I decided to write this article on what will surely be the coldest day for the remainder of March. Thermally, we have nowhere to go but up, right?
In the longer term, most guidance, including the 46-day experimental European output, favors temperatures to run above seasonal average for much of the spring in the plains, the Midwest and much of the Northeast west of central and northern New England.
However, I have to hasten to add that the warm anomalies — departures from average temperatures — near the eastern Great Lakes are unimpressive.

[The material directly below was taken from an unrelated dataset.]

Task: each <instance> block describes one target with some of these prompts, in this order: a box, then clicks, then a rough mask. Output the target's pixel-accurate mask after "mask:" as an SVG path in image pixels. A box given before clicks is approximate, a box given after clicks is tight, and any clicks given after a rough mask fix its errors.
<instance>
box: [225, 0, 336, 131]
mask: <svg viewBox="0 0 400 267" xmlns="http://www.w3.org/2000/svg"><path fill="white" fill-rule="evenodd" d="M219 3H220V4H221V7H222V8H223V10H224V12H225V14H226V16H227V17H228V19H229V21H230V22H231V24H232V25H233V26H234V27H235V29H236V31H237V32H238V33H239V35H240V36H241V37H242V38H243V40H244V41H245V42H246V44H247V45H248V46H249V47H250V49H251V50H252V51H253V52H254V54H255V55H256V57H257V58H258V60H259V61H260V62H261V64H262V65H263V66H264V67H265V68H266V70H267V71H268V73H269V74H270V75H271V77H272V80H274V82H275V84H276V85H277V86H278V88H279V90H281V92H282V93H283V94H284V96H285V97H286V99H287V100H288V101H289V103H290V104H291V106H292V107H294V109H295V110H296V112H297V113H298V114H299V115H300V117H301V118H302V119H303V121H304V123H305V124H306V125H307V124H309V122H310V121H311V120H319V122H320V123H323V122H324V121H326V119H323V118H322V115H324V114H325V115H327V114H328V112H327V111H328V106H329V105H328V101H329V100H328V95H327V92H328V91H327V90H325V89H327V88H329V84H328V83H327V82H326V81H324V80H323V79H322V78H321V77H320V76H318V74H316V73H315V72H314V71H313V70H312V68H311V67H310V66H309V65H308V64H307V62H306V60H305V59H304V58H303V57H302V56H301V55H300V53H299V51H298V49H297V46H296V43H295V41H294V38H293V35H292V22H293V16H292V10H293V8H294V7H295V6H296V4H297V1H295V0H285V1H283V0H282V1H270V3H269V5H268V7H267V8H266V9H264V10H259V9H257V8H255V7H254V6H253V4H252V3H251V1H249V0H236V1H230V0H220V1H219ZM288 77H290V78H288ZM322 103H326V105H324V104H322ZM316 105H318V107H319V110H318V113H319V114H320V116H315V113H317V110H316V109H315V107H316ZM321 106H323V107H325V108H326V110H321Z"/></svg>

Unimpressive warmth in both the European and the U.S. Climate Forecast System output is a problem for someone in my position. In my experience, when the anomalies are weak, confidence should be weak. When I break down that 46-day European outlook, it shows lots of ups and downs. Both the ups and downs can end up being quite significant as they draw near.
So we’ll start with this premise: I doubt we are through with measurable snow. No, I see no signs of anything like last week’s huge snowstorm looming on the horizon as of this writing. However, April is seldom a snow-free zone in Western New York, and I offer you these numbers of proof. Just take a gander at the April snowfall column on this page.
The latest European extended guidance shows some vulnerability in the Great Lakes around the week of April 5 and other cold intrusions at times later in April, as well. We may end up by April 30 with a mean monthly temperature that runs a little above average, but that would not preclude some unwelcome colder hits during the month.
The National Weather Service Climate Prediction Center/CPC has somewhat higher confidence in warmth than I do, if that makes you feel better.
The CPC has a large area of a 40 percent probability of temperatures running above average in April. (I can’t show you the European output, because it is subscription-based and proprietary.) On the other hand, I’m not so certain the CPC has all that much confidence in their April outlook, made on March 16. The very next day, the CPC’s experimental three-to-four week temperature outlook shows EC for us. EC stands for “equal chances” of things going either way, because there are no clear signals upon which to hang a hat.
However, as we move into mid- and late spring, signals do indeed favor a more consistent tendency toward warmer than average temperatures much of the time. So I have better agreement with the CPC’s 50 percent probability for warmer than average, if you cancel out April from their April-June outlook.
There should be more consistent presence of a warm high-pressure ridge over the southeast and eastern United States. That would favor more frequent episodes of a warm southwesterly flow over the Midwest and the Great Lakes, as well as much of the east, though I still think things could be stubbornly cooler in northern New England.
Precipitation is nearly always a tougher call than temperatures. Evidence for this is supplied in the vast portion of the lower 48 in the "EC" category in CPC’s April-June outlook:
However, there are other indications to which the CPC does not wish to commit that suggest a more active severe weather season first in the Gulf states (we’ve already seen that this winter and early spring) and southern plains, gradually spreading northward in the plains and into the midwest.
This will likely be a bigger year for tornadoes than last year, though, by way of comparison, last year tornadoes were especially low in number.
Whether that severe weather threat eventually makes forays to the northeast and into the eastern Great Lakes remains to be seen, but there are at least a few early hints, in my judgment, that we may see more severe weather around here later in spring than we’ve been used to in recent quiet years. That doesn’t necessarily mean tornadoes, but it might include more frequent encounters with severe thunderstorms.
This last part of my outlook, which is admittedly low confidence, is something I hope turns out to be a bust.